There was more noise up the chimney. Another one was coming down. Sarah grabbed the heavy iron roasting spit. She raised it above her head, holding it with both hands.
As the second Indian stooped to come out of the chimney, Sarah brought her weapon down on his head. It sounded like a pumpkin splitting. He fell heavily to the floor, killed instantly.
She looked up from the bloody bodies to see Ligon unbolting the cabin door. “‘I’m going to fetch the doctor’s body,'” he told her. ‘The red devils are finished.’
Sarah counted seven dead Indians in the clearing. The heavy Woodson rifle had served them well.

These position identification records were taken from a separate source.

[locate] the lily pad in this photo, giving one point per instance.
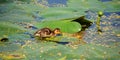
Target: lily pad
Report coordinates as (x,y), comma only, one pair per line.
(65,26)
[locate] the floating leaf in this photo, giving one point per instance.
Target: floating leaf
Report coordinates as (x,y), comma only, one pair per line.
(65,26)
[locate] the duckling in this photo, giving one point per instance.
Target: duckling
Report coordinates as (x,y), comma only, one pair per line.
(47,33)
(43,33)
(4,39)
(57,32)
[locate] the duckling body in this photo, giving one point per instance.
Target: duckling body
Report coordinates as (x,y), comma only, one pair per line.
(47,33)
(43,33)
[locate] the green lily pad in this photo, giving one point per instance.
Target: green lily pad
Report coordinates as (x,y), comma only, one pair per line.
(65,26)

Although John Woodson had been killed by the Indians, his sons lived to carry on the Woodson name. today, some 300 years later, it is a proud family tradition among the Woodson descendants to be known as either the potato hole Woodsons or the wash tub Woodsons.
The Woodson Musket
The Virginia Historical Society displays a musket, some part of which is said to date to the events of 1644.
Sarah’s Widowhood
After the unfortunate events of 1644, Sarah remarried, evidently twice, the second time to a man named Johnson. She died in 1660, leaving this will:
A true and just account of the estate of Sarah Johnson widdow deceased….
Imprimis two cowes One two yearlinge hifer
One Cowe calf One chest
One fether bed with its furniture
One Pott One pewter dish
One pewter… One wooden dish
One spitt A Taylos… Iron and shayres
One… wascott with a sarge peticote… with other clothes
This disposed of a little before her death and by her order as followeth….
To Deborah Woodson one Cowe the fether bed with its furniture & what tobackoes was left her debts first satisfyed exceptinge onelye a debt form Robert Woodson & this to be towardes her mainenance
The other Cowe to John Woodson to be killed att his plasure beinge an ould Cowe, but as longe as he shall thinke fitt to lett her live what Cowe calves shall from the sd Cowe be raised to be for use of Deborah Woodson
To Elizabeth Dunwell ye hifer & the Cowe calfe above mentione (with) ye …waiscott and sarge peticott,
To Robert Woodson what tobackoes he owed her a spitt, pott and pweter dish
The calf be given to Elizabeth Dunwell to remayn in ye handes of John Woodson till ye sd Elizabeth come of age. ffins
[1] I believe the error arose in a 1915 familyhistory, http://books.google.com/books?id=GuhfAAAAMAAJ&pg=PA23&lpg=PA23&dq=piersey%27s+hundred&source=bl&ots=Uetv5WcbRT&sig=JJW2g_U8FLM_m9pGZlJJ97RHgLo&hl=en&sa=X&ei=9wgwUaS9H8Tz2QWthYHADA&ved=0CE8Q6AEwBzgK#v=onepage&q&f=false, that misread an earlier source.